SR-IOV Support

Motivation

Single Root I/O Virtualization (SR-IOV) is a virtualization technology that allows one physical device (e.g. a network adapter) to be used by multiple virtual machines simultaneously without the mediation from the hypervisor. The actual physical device is known as a Physical Function (PF) while the others are known as Virtual Functions (VF). With this feature, the hypervisor can assign one or more VFs to a Virtual Machine so that the guest can then use the device as if it was directly assigned.

PFs are fully featured PCIe functions which can be discovered, managed, and manipulated like any other PCIe device. PFs have full configuration resources, and can be used to configure or control the PCIe device. On the other hand, VF is a lightweight PCIe function that shares one or more physical resources with the Physical Function and with other VFs that are associated with the same PF. Each VF has its own set of RX/TX queues and lightweight PCI functions - just enough to send and receive data by means of direct memory access (DMA) between a VM and the physical device, completely bypassing the hypervisor and sparing CPU costly interrupts.

An SR-IOV enabled Ethernet network adapter will run a hardware L2 classifier to sort incoming packets using the MAC address or VLAN ID and assign them to corresponding VF queues. Each assigned VF communicates with the (vendor-specific) VF driver installed on the VM to exchange descriptors with destination addresses for packet data transfer. The IOMMU translates between I/O Virtual Addresses (IOVA) and physical memory addresses. This allows the virtual guest to program the device with guest physical addresses, which are then translated to host physical addresses by the IOMMU. The actual packet data transfer between the NIC and the VM memory is performed by DMA without interrupting the CPU.

Currently, EVE allows to either directly assign an entire physical network adapter into a VM, or to share a single port with multiple VMs using a software switch based on Linux bridge.

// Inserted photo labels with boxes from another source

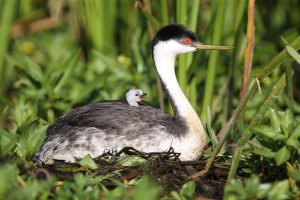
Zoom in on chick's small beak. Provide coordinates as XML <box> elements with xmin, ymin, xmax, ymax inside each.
<box><xmin>192</xmin><ymin>42</ymin><xmax>234</xmax><ymax>50</ymax></box>
<box><xmin>140</xmin><ymin>93</ymin><xmax>147</xmax><ymax>101</ymax></box>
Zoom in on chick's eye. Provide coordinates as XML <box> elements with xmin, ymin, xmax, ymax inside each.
<box><xmin>183</xmin><ymin>37</ymin><xmax>192</xmax><ymax>44</ymax></box>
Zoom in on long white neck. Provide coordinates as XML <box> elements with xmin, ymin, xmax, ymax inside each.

While the former option reduces resource utilization efficiency, the latter software/interrupt-based approach cannot keep up with the bandwidth and latency requirements of VNFs.

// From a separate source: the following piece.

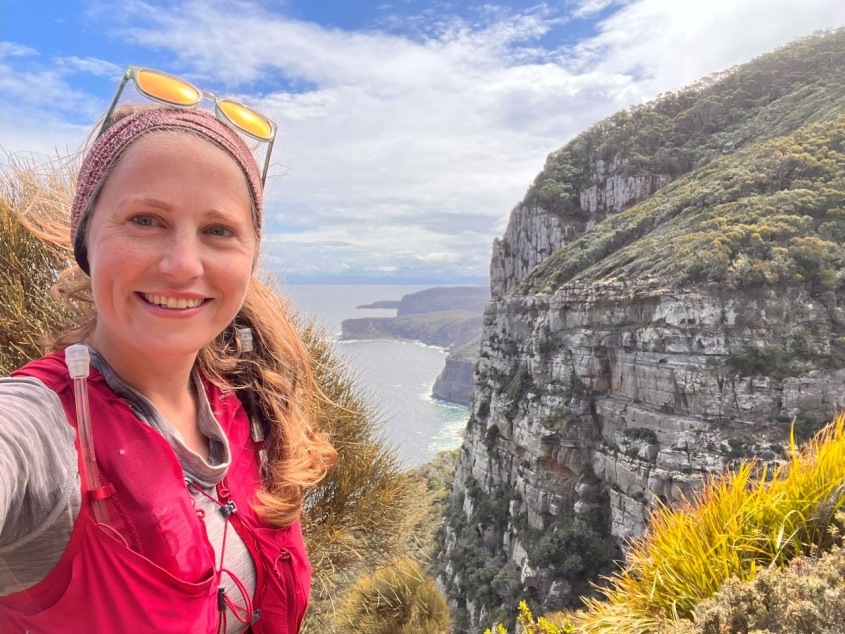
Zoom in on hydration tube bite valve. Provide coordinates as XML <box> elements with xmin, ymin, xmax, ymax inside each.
<box><xmin>65</xmin><ymin>343</ymin><xmax>109</xmax><ymax>525</ymax></box>
<box><xmin>235</xmin><ymin>328</ymin><xmax>252</xmax><ymax>354</ymax></box>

To summarize, SR-IOV enabled network devices provide a high degree of scalability in virtualized environments as well as improved I/O throughput and reduced CPU utilization. Actually, even in cases where only a single VF is allocated for the physical device and dedicated to a single VM, the extra security features of SR-IOV, such as the MAC/VLAN spoofing protection, make the solution superior to the traditional direct assignment of the entire physical PCI device to a VM.

Limitations

The number of VFs that a particular PF can be divided into is limited. The SR-IOV specification sets 256 as the upper limit. In practice, most SR-IOV enabled NICs allow the creation of up to 64 VFs. For NFV edge use-cases this should be more than enough.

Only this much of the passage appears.